Greek Yogurt Parfait With Berries And Nuts Recipe - Kosher

 


Greek Yogurt Parfait With Berries And Nuts Recipe - Kosher



A layered, dairy-based parfait that is elegant enough for brunch yet simple enough for weekday breakfast. This recipe adheres to kosher dietary standards when using properly certified ingredients (e.g., kosher-certified yogurt, nuts, and sweeteners).


Recipe Overview

  • Servings: 4

  • Yield: 4 parfaits (8–10 oz each)

  • Prep Time: 15 minutes

  • Cook Time: 5 minutes (optional nut toasting)

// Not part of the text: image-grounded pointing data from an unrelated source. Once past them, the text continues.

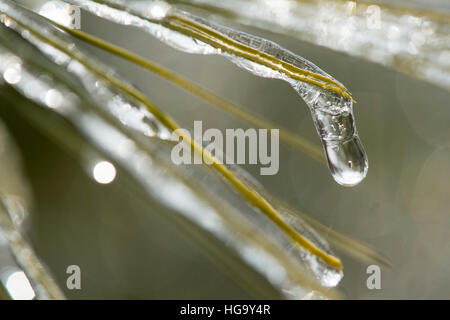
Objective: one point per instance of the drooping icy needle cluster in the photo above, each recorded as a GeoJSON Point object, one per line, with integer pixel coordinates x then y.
{"type": "Point", "coordinates": [329, 101]}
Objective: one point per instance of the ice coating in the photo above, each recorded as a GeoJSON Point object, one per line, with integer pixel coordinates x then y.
{"type": "Point", "coordinates": [328, 100]}
{"type": "Point", "coordinates": [25, 74]}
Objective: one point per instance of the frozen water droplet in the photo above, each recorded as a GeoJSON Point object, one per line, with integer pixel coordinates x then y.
{"type": "Point", "coordinates": [347, 161]}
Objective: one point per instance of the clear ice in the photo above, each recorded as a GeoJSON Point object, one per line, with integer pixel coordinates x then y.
{"type": "Point", "coordinates": [115, 124]}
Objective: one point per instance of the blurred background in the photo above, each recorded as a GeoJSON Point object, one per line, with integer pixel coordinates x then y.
{"type": "Point", "coordinates": [126, 251]}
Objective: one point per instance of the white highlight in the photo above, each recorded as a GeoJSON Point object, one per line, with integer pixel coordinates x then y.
{"type": "Point", "coordinates": [18, 286]}
{"type": "Point", "coordinates": [104, 172]}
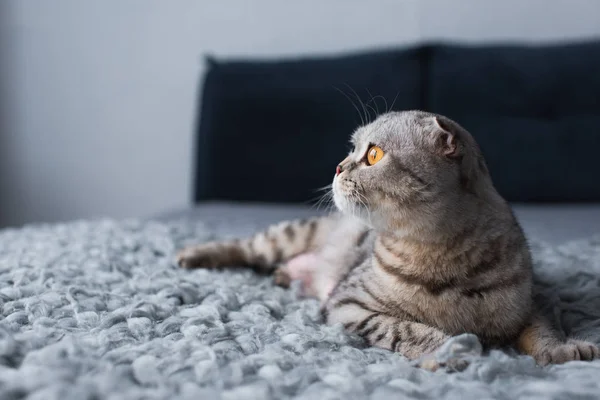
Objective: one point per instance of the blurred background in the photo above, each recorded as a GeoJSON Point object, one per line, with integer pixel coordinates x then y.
{"type": "Point", "coordinates": [99, 100]}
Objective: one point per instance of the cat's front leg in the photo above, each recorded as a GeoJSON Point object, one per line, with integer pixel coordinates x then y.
{"type": "Point", "coordinates": [379, 329]}
{"type": "Point", "coordinates": [543, 342]}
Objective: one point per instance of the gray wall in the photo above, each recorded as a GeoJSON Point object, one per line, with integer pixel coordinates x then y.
{"type": "Point", "coordinates": [97, 98]}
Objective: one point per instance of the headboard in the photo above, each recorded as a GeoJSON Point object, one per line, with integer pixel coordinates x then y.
{"type": "Point", "coordinates": [274, 130]}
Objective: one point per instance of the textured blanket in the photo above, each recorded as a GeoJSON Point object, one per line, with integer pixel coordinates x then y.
{"type": "Point", "coordinates": [92, 310]}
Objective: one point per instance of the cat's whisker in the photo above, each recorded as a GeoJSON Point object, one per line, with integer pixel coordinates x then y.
{"type": "Point", "coordinates": [359, 102]}
{"type": "Point", "coordinates": [393, 102]}
{"type": "Point", "coordinates": [362, 120]}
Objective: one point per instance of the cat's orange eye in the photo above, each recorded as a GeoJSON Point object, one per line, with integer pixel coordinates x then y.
{"type": "Point", "coordinates": [374, 155]}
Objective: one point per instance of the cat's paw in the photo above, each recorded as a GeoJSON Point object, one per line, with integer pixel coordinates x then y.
{"type": "Point", "coordinates": [202, 256]}
{"type": "Point", "coordinates": [587, 351]}
{"type": "Point", "coordinates": [571, 351]}
{"type": "Point", "coordinates": [282, 278]}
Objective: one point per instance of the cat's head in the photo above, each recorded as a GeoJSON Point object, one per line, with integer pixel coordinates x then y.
{"type": "Point", "coordinates": [409, 167]}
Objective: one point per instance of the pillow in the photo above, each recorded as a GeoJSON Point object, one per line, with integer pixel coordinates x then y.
{"type": "Point", "coordinates": [535, 112]}
{"type": "Point", "coordinates": [274, 131]}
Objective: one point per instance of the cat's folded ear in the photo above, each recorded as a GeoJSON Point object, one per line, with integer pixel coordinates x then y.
{"type": "Point", "coordinates": [446, 139]}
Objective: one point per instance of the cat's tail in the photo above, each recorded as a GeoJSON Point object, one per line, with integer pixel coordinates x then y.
{"type": "Point", "coordinates": [263, 251]}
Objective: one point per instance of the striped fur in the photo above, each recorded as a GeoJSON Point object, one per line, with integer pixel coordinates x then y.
{"type": "Point", "coordinates": [422, 248]}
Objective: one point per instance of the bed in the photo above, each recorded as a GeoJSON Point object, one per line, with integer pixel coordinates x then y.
{"type": "Point", "coordinates": [99, 309]}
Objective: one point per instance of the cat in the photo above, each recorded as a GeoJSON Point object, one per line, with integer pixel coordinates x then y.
{"type": "Point", "coordinates": [422, 247]}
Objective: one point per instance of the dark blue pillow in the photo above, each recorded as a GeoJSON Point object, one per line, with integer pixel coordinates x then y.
{"type": "Point", "coordinates": [274, 131]}
{"type": "Point", "coordinates": [535, 112]}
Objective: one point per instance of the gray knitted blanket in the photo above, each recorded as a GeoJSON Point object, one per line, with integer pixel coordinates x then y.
{"type": "Point", "coordinates": [95, 310]}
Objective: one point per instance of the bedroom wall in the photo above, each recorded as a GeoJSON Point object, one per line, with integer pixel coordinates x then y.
{"type": "Point", "coordinates": [97, 99]}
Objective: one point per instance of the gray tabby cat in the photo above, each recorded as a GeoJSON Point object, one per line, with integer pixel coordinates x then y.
{"type": "Point", "coordinates": [422, 248]}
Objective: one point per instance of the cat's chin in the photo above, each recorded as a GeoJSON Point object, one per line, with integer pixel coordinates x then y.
{"type": "Point", "coordinates": [350, 208]}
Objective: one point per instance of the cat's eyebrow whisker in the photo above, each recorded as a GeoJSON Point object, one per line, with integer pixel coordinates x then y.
{"type": "Point", "coordinates": [376, 109]}
{"type": "Point", "coordinates": [362, 104]}
{"type": "Point", "coordinates": [362, 121]}
{"type": "Point", "coordinates": [393, 102]}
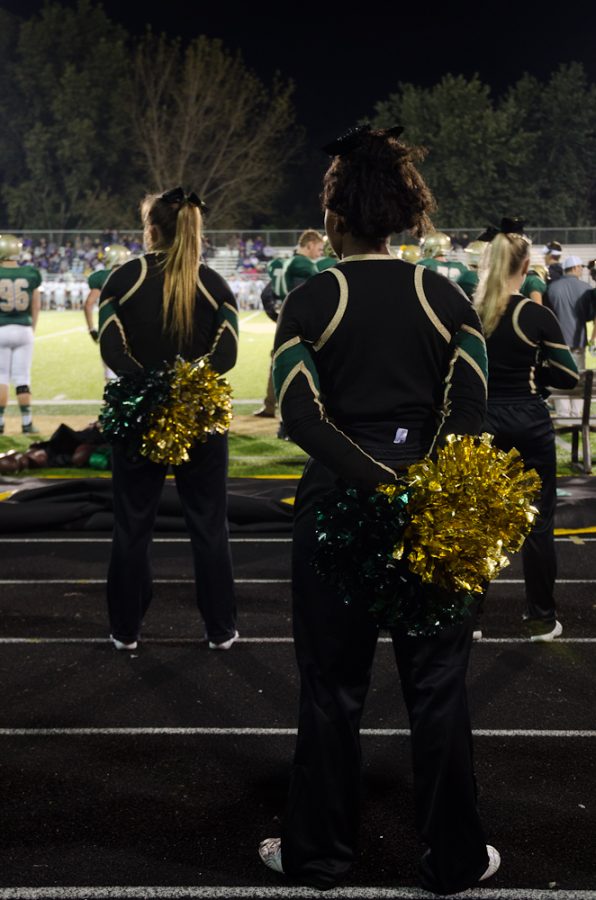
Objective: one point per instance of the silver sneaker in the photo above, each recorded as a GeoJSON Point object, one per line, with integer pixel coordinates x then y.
{"type": "Point", "coordinates": [225, 645]}
{"type": "Point", "coordinates": [494, 861]}
{"type": "Point", "coordinates": [270, 853]}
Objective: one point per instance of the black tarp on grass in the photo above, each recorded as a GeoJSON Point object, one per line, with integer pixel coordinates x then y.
{"type": "Point", "coordinates": [85, 504]}
{"type": "Point", "coordinates": [257, 504]}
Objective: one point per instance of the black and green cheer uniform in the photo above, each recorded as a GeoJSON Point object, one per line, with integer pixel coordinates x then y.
{"type": "Point", "coordinates": [286, 274]}
{"type": "Point", "coordinates": [98, 278]}
{"type": "Point", "coordinates": [527, 352]}
{"type": "Point", "coordinates": [451, 268]}
{"type": "Point", "coordinates": [468, 282]}
{"type": "Point", "coordinates": [326, 262]}
{"type": "Point", "coordinates": [533, 282]}
{"type": "Point", "coordinates": [132, 339]}
{"type": "Point", "coordinates": [17, 284]}
{"type": "Point", "coordinates": [376, 360]}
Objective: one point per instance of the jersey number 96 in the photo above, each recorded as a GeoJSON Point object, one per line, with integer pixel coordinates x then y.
{"type": "Point", "coordinates": [14, 296]}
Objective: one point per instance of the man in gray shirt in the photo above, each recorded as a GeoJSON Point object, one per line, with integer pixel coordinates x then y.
{"type": "Point", "coordinates": [570, 300]}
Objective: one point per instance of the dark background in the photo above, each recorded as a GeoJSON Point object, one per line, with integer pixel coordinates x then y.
{"type": "Point", "coordinates": [344, 59]}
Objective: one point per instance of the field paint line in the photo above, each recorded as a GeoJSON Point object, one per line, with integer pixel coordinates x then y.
{"type": "Point", "coordinates": [244, 319]}
{"type": "Point", "coordinates": [256, 640]}
{"type": "Point", "coordinates": [98, 401]}
{"type": "Point", "coordinates": [7, 581]}
{"type": "Point", "coordinates": [45, 337]}
{"type": "Point", "coordinates": [279, 892]}
{"type": "Point", "coordinates": [272, 732]}
{"type": "Point", "coordinates": [184, 540]}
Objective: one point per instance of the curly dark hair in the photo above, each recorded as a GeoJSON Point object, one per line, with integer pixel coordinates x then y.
{"type": "Point", "coordinates": [377, 188]}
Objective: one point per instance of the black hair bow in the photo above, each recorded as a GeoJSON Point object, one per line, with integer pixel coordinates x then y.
{"type": "Point", "coordinates": [353, 138]}
{"type": "Point", "coordinates": [177, 195]}
{"type": "Point", "coordinates": [507, 226]}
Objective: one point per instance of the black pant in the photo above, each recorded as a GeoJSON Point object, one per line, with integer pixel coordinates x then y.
{"type": "Point", "coordinates": [527, 426]}
{"type": "Point", "coordinates": [335, 645]}
{"type": "Point", "coordinates": [202, 486]}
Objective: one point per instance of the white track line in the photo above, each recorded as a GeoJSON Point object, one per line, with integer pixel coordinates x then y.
{"type": "Point", "coordinates": [281, 892]}
{"type": "Point", "coordinates": [258, 640]}
{"type": "Point", "coordinates": [185, 540]}
{"type": "Point", "coordinates": [47, 337]}
{"type": "Point", "coordinates": [7, 581]}
{"type": "Point", "coordinates": [276, 732]}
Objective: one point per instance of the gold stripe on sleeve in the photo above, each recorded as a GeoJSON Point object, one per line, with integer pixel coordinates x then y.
{"type": "Point", "coordinates": [291, 343]}
{"type": "Point", "coordinates": [473, 331]}
{"type": "Point", "coordinates": [556, 365]}
{"type": "Point", "coordinates": [418, 275]}
{"type": "Point", "coordinates": [339, 312]}
{"type": "Point", "coordinates": [300, 367]}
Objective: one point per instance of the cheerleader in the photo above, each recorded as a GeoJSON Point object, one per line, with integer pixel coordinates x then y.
{"type": "Point", "coordinates": [376, 362]}
{"type": "Point", "coordinates": [153, 309]}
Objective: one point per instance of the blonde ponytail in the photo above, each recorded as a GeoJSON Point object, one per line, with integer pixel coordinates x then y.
{"type": "Point", "coordinates": [506, 256]}
{"type": "Point", "coordinates": [179, 229]}
{"type": "Point", "coordinates": [180, 274]}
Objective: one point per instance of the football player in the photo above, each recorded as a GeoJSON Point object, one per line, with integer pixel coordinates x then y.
{"type": "Point", "coordinates": [435, 249]}
{"type": "Point", "coordinates": [468, 280]}
{"type": "Point", "coordinates": [114, 256]}
{"type": "Point", "coordinates": [20, 303]}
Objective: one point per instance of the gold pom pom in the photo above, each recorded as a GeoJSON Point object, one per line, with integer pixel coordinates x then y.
{"type": "Point", "coordinates": [468, 510]}
{"type": "Point", "coordinates": [200, 404]}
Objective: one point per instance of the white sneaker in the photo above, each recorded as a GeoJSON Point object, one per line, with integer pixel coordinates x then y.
{"type": "Point", "coordinates": [557, 631]}
{"type": "Point", "coordinates": [494, 861]}
{"type": "Point", "coordinates": [120, 646]}
{"type": "Point", "coordinates": [225, 645]}
{"type": "Point", "coordinates": [270, 853]}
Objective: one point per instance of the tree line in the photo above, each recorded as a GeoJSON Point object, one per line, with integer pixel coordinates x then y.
{"type": "Point", "coordinates": [92, 118]}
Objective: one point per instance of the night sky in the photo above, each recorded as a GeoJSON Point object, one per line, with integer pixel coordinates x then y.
{"type": "Point", "coordinates": [342, 62]}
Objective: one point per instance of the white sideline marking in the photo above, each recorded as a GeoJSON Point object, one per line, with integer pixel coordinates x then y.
{"type": "Point", "coordinates": [217, 892]}
{"type": "Point", "coordinates": [184, 540]}
{"type": "Point", "coordinates": [155, 581]}
{"type": "Point", "coordinates": [240, 581]}
{"type": "Point", "coordinates": [46, 337]}
{"type": "Point", "coordinates": [259, 640]}
{"type": "Point", "coordinates": [97, 401]}
{"type": "Point", "coordinates": [276, 732]}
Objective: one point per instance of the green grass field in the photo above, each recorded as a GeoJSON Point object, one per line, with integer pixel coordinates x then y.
{"type": "Point", "coordinates": [67, 384]}
{"type": "Point", "coordinates": [66, 362]}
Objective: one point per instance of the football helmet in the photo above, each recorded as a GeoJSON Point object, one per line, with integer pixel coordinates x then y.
{"type": "Point", "coordinates": [115, 255]}
{"type": "Point", "coordinates": [475, 251]}
{"type": "Point", "coordinates": [10, 246]}
{"type": "Point", "coordinates": [436, 244]}
{"type": "Point", "coordinates": [539, 270]}
{"type": "Point", "coordinates": [411, 253]}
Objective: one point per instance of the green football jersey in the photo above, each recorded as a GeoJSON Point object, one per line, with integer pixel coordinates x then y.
{"type": "Point", "coordinates": [97, 279]}
{"type": "Point", "coordinates": [17, 284]}
{"type": "Point", "coordinates": [286, 274]}
{"type": "Point", "coordinates": [468, 282]}
{"type": "Point", "coordinates": [451, 269]}
{"type": "Point", "coordinates": [533, 282]}
{"type": "Point", "coordinates": [326, 262]}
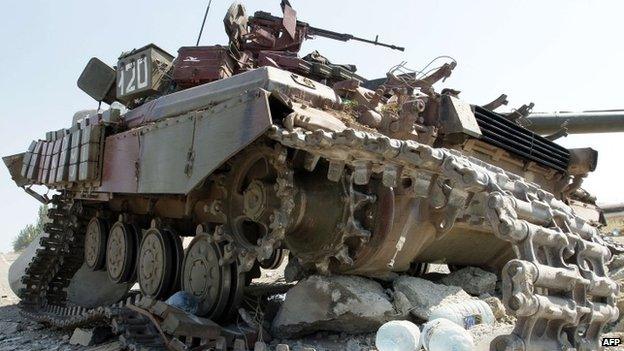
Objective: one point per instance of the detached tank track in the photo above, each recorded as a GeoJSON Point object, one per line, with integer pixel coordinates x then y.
{"type": "Point", "coordinates": [49, 274]}
{"type": "Point", "coordinates": [58, 259]}
{"type": "Point", "coordinates": [557, 287]}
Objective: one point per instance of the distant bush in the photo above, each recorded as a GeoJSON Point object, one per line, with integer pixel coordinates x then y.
{"type": "Point", "coordinates": [31, 231]}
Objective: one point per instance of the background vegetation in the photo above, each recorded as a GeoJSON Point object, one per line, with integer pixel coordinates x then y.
{"type": "Point", "coordinates": [31, 231]}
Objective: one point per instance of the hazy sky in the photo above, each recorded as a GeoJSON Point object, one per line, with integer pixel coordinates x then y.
{"type": "Point", "coordinates": [562, 55]}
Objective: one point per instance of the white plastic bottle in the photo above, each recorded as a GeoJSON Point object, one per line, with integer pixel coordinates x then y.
{"type": "Point", "coordinates": [398, 336]}
{"type": "Point", "coordinates": [465, 314]}
{"type": "Point", "coordinates": [443, 335]}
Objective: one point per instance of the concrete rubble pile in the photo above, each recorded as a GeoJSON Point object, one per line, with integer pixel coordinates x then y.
{"type": "Point", "coordinates": [322, 313]}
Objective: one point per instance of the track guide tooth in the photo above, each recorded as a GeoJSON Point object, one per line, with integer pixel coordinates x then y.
{"type": "Point", "coordinates": [336, 168]}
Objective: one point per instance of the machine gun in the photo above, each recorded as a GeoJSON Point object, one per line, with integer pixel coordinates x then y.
{"type": "Point", "coordinates": [263, 31]}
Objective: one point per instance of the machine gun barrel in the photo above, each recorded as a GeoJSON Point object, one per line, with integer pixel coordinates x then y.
{"type": "Point", "coordinates": [346, 37]}
{"type": "Point", "coordinates": [577, 122]}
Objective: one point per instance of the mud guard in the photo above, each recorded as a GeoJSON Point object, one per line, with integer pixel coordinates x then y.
{"type": "Point", "coordinates": [174, 155]}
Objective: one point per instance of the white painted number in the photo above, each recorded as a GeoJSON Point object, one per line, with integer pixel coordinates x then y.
{"type": "Point", "coordinates": [137, 77]}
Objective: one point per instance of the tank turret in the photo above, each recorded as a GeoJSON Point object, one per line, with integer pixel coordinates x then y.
{"type": "Point", "coordinates": [610, 121]}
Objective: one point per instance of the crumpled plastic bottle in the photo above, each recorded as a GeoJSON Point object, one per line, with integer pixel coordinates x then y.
{"type": "Point", "coordinates": [443, 335]}
{"type": "Point", "coordinates": [465, 314]}
{"type": "Point", "coordinates": [398, 336]}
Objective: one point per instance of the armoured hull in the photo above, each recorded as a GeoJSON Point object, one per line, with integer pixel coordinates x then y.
{"type": "Point", "coordinates": [255, 154]}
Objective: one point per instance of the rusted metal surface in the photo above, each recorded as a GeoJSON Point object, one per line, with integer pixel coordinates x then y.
{"type": "Point", "coordinates": [293, 153]}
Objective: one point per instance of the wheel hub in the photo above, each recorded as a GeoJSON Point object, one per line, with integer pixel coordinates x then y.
{"type": "Point", "coordinates": [96, 237]}
{"type": "Point", "coordinates": [255, 199]}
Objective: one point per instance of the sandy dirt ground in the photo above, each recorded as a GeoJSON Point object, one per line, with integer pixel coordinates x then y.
{"type": "Point", "coordinates": [17, 333]}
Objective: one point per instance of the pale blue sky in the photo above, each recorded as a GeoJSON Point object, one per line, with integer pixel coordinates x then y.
{"type": "Point", "coordinates": [562, 55]}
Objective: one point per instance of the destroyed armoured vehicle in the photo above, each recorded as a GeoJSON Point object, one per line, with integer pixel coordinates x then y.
{"type": "Point", "coordinates": [257, 153]}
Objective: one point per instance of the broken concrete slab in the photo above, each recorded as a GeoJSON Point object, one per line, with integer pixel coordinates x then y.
{"type": "Point", "coordinates": [337, 303]}
{"type": "Point", "coordinates": [498, 309]}
{"type": "Point", "coordinates": [425, 295]}
{"type": "Point", "coordinates": [473, 280]}
{"type": "Point", "coordinates": [89, 337]}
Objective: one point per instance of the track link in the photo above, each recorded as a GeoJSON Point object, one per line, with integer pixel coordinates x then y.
{"type": "Point", "coordinates": [557, 287]}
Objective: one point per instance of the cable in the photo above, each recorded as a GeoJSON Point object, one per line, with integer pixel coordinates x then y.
{"type": "Point", "coordinates": [201, 30]}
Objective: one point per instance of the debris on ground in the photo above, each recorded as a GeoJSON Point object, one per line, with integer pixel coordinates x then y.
{"type": "Point", "coordinates": [91, 336]}
{"type": "Point", "coordinates": [335, 303]}
{"type": "Point", "coordinates": [425, 295]}
{"type": "Point", "coordinates": [473, 280]}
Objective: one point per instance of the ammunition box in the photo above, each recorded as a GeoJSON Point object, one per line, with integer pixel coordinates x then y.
{"type": "Point", "coordinates": [75, 138]}
{"type": "Point", "coordinates": [73, 173]}
{"type": "Point", "coordinates": [87, 171]}
{"type": "Point", "coordinates": [74, 155]}
{"type": "Point", "coordinates": [90, 152]}
{"type": "Point", "coordinates": [91, 134]}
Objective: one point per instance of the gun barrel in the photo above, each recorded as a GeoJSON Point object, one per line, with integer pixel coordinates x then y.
{"type": "Point", "coordinates": [345, 37]}
{"type": "Point", "coordinates": [577, 122]}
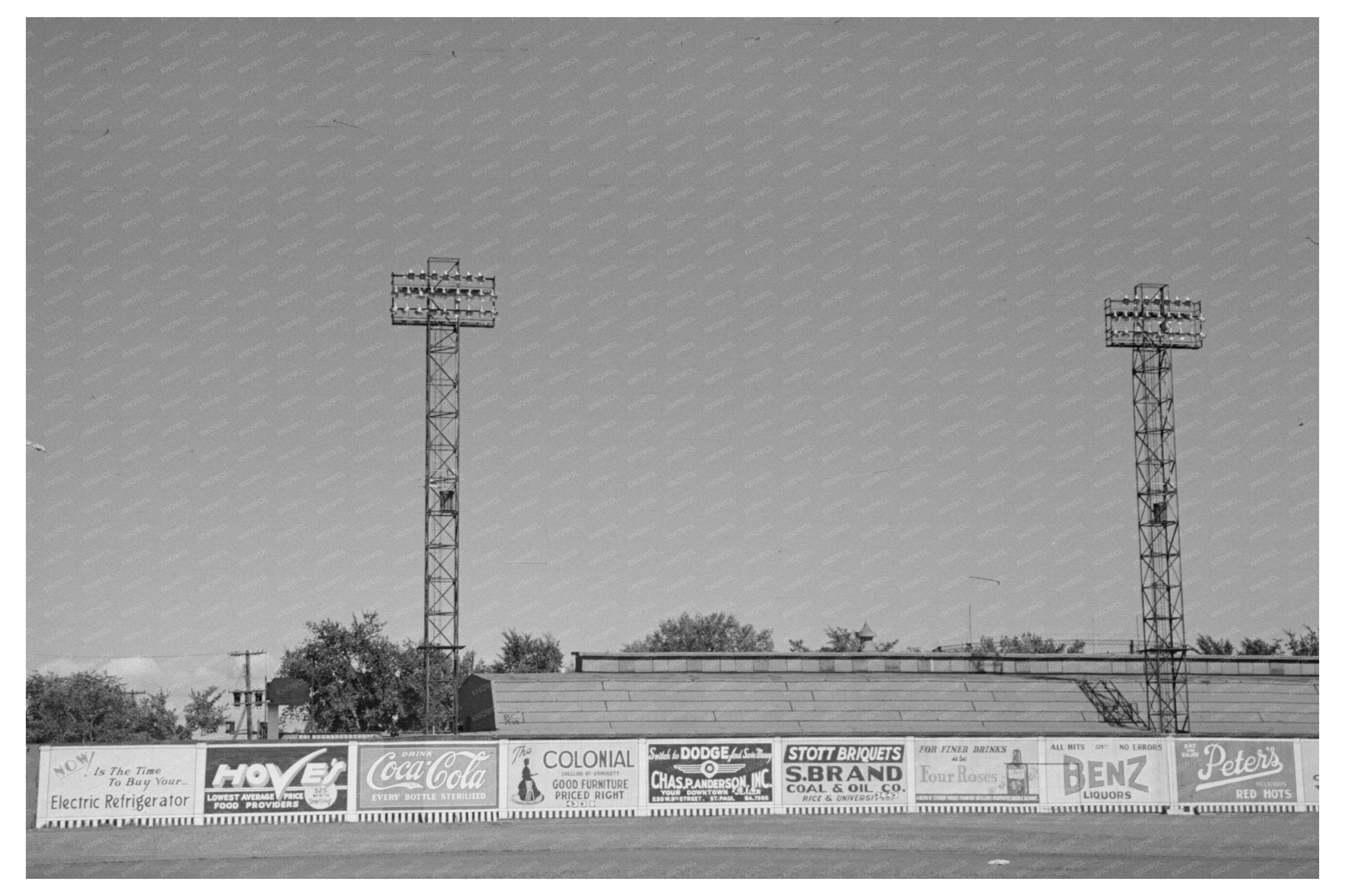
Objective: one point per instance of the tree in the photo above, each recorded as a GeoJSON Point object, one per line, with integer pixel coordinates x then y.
{"type": "Point", "coordinates": [361, 681]}
{"type": "Point", "coordinates": [1025, 644]}
{"type": "Point", "coordinates": [522, 653]}
{"type": "Point", "coordinates": [1305, 645]}
{"type": "Point", "coordinates": [713, 633]}
{"type": "Point", "coordinates": [202, 712]}
{"type": "Point", "coordinates": [841, 641]}
{"type": "Point", "coordinates": [87, 708]}
{"type": "Point", "coordinates": [1259, 648]}
{"type": "Point", "coordinates": [1214, 646]}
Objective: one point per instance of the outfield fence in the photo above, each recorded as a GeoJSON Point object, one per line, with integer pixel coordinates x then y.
{"type": "Point", "coordinates": [474, 781]}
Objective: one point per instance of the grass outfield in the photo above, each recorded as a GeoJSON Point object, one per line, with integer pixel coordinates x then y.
{"type": "Point", "coordinates": [859, 845]}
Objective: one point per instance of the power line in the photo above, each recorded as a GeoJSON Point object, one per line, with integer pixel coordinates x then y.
{"type": "Point", "coordinates": [127, 656]}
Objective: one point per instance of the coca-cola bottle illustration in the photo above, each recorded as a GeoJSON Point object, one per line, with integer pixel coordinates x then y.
{"type": "Point", "coordinates": [1016, 775]}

  • Total Time: 20 minutes

  • Difficulty: Easy

  • Cooking Vessel: Mixing bowl, skillet (optional), measuring cups/spoons, 4 serving glasses or mason jars


Ingredients

Dairy Layer

  • 3 cups kosher-certified plain full-fat Greek yogurt

  • 2–3 tablespoons kosher honey or pure maple syrup

  • 1 teaspoon pure vanilla extract (optional, kosher-certified)

Fruit Layer

  • 1 cup fresh strawberries, diced

  • 1 cup fresh blueberries

  • ½ cup fresh raspberries

  • 1 teaspoon fresh lemon zest (optional)

Nut & Crunch Layer

  • ½ cup sliced almonds (kosher-certified)

  • ¼ cup chopped walnuts (kosher-certified)

  • 2 tablespoons pumpkin seeds (optional)

  • 1 tablespoon honey (for toasting, optional)

  • 1 cup kosher-certified granola (check for hechsher)


Instructions

1. Prepare the Yogurt Base

In a mixing bowl, whisk together Greek yogurt, honey (or maple syrup), and vanilla until smooth and lightly sweetened. Taste and adjust sweetness as desired.

2. Toast the Nuts (Optional but Recommended)

Heat a dry skillet over medium heat. Add almonds and walnuts. Toast for 3–4 minutes, stirring frequently until fragrant.
Optional: Drizzle with 1 tablespoon honey during the last 30 seconds for light caramelization. Remove immediately and cool completely.

3. Prepare the Fruit

Rinse and pat dry all berries. Dice strawberries. If desired, toss berries gently with lemon zest for brightness.

4. Assemble the Parfaits

In each serving glass, layer as follows:

  1. ¼–⅓ cup yogurt

  2. Mixed berries

  3. Sprinkle of granola

  4. Toasted nuts

Repeat layers once more. Finish with a few berries and nuts on top.

5. Serve

Serve immediately for maximum crunch, or refrigerate up to 4 hours (add granola just before serving to prevent sogginess).


Nutritional Information (Approximate Per Serving)

  • Calories: 320–380 kcal

  • Protein: 18–22 g

  • Fat: 15–20 g

  • Carbohydrates: 30–35 g

  • Fiber: 4–6 g

  • Sugars: 18–22 g

  • Calcium: ~20–25% Daily Value

(Values vary based on yogurt fat content and sweetener used.)


Dietary Adaptations

  • Low-Sugar: Omit honey; rely on fruit sweetness.

  • High-Protein: Add 1–2 tablespoons unflavored kosher whey protein to yogurt.

  • Dairy-Free (Pareve): Substitute with kosher-certified coconut or almond-based yogurt.

  • Nut-Free: Replace nuts with toasted sunflower or pumpkin seeds.

  • Gluten-Free: Ensure granola is certified gluten-free and kosher.


Tips & Troubleshooting

  • Watery Parfait: Drain yogurt through cheesecloth 30 minutes for thicker texture.

  • Soggy Granola: Layer granola immediately before serving.

  • Too Tart: Increase honey gradually, ½ teaspoon at a time.

  • Meal Prep: Store components separately for up to 3 days and assemble fresh.


Serving Suggestions

  • Serve as a dairy breakfast after a meat-free meal (in accordance with kosher separation laws).

  • Pair with hot coffee or mint tea.

  • Top with pomegranate seeds in winter for seasonal variation.

  • Serve in clear glasses for visual appeal at brunch or Shavuot celebrations.


Notes

  • Always verify kosher certification (hechsher) on yogurt, granola, nuts, and sweeteners.

  • For Shabbat preparation, assemble before candle lighting and refrigerate.

  • This recipe is dairy (chalavi) and should not be served with meat dishes.